Tijdens de zitting op 2 maart 2021, waar eiser en zijn gemachtigde aanwezig waren, werd de zaak behandeld. Eiser had documenten overgelegd ter onderbouwing van zijn verblijf in de Gazastrook en Egypte, maar de rechtbank oordeelde dat deze documenten onvoldoende bewijs boden voor zijn stelling dat hij drie maanden aaneengesloten het grondgebied van de lidstaten had verlaten. De rechtbank concludeerde dat de Staatssecretaris terecht had vastgesteld dat er geen bewijs was dat eiser aan zijn stelling kon voldoen.

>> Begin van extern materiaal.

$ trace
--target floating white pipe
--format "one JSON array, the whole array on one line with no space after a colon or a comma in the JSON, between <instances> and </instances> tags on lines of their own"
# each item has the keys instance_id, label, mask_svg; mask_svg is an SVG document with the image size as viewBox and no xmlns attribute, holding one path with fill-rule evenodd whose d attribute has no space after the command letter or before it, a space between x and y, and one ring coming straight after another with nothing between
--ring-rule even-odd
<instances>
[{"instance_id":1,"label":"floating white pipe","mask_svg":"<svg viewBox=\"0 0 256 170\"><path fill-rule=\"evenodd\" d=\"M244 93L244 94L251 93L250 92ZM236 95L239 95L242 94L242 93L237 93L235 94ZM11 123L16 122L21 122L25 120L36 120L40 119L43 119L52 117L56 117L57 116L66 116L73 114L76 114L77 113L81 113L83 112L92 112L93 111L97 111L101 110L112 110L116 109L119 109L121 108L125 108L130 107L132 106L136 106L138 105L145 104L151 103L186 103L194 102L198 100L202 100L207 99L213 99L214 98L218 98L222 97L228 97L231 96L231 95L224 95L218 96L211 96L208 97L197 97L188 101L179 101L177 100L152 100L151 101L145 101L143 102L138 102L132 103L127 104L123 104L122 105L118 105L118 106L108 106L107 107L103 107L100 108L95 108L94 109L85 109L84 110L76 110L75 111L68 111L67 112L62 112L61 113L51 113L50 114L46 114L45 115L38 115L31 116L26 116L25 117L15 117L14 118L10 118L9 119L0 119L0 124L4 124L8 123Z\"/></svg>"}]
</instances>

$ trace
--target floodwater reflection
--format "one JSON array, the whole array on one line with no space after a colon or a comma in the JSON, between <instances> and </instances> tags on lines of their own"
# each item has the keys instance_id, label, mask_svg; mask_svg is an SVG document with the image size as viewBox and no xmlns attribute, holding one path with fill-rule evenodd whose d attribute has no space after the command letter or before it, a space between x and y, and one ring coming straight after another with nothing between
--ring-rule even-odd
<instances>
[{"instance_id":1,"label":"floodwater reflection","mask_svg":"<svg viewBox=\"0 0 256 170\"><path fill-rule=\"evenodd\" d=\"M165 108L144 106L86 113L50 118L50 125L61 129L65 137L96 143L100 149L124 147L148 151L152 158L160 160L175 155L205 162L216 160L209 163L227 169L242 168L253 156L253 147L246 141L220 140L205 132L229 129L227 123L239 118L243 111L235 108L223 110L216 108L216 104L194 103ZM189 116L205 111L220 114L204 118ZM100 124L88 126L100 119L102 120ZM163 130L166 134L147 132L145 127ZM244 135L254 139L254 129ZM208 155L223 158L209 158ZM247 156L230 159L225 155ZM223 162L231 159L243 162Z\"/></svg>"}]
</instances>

De rechtbank oordeelde verder dat de Staatssecretaris niet verplicht was om de door eiser na het claimakkoord overgelegde stukken aan Zweden te verstrekken, omdat Zweden zijn verantwoordelijkheid voor de behandeling van de asielaanvraag had erkend. De beroepsgronden van eiser werden verworpen en het beroep werd ongegrond verklaard. De uitspraak werd openbaar gemaakt en er werd geen proceskostenveroordeling opgelegd.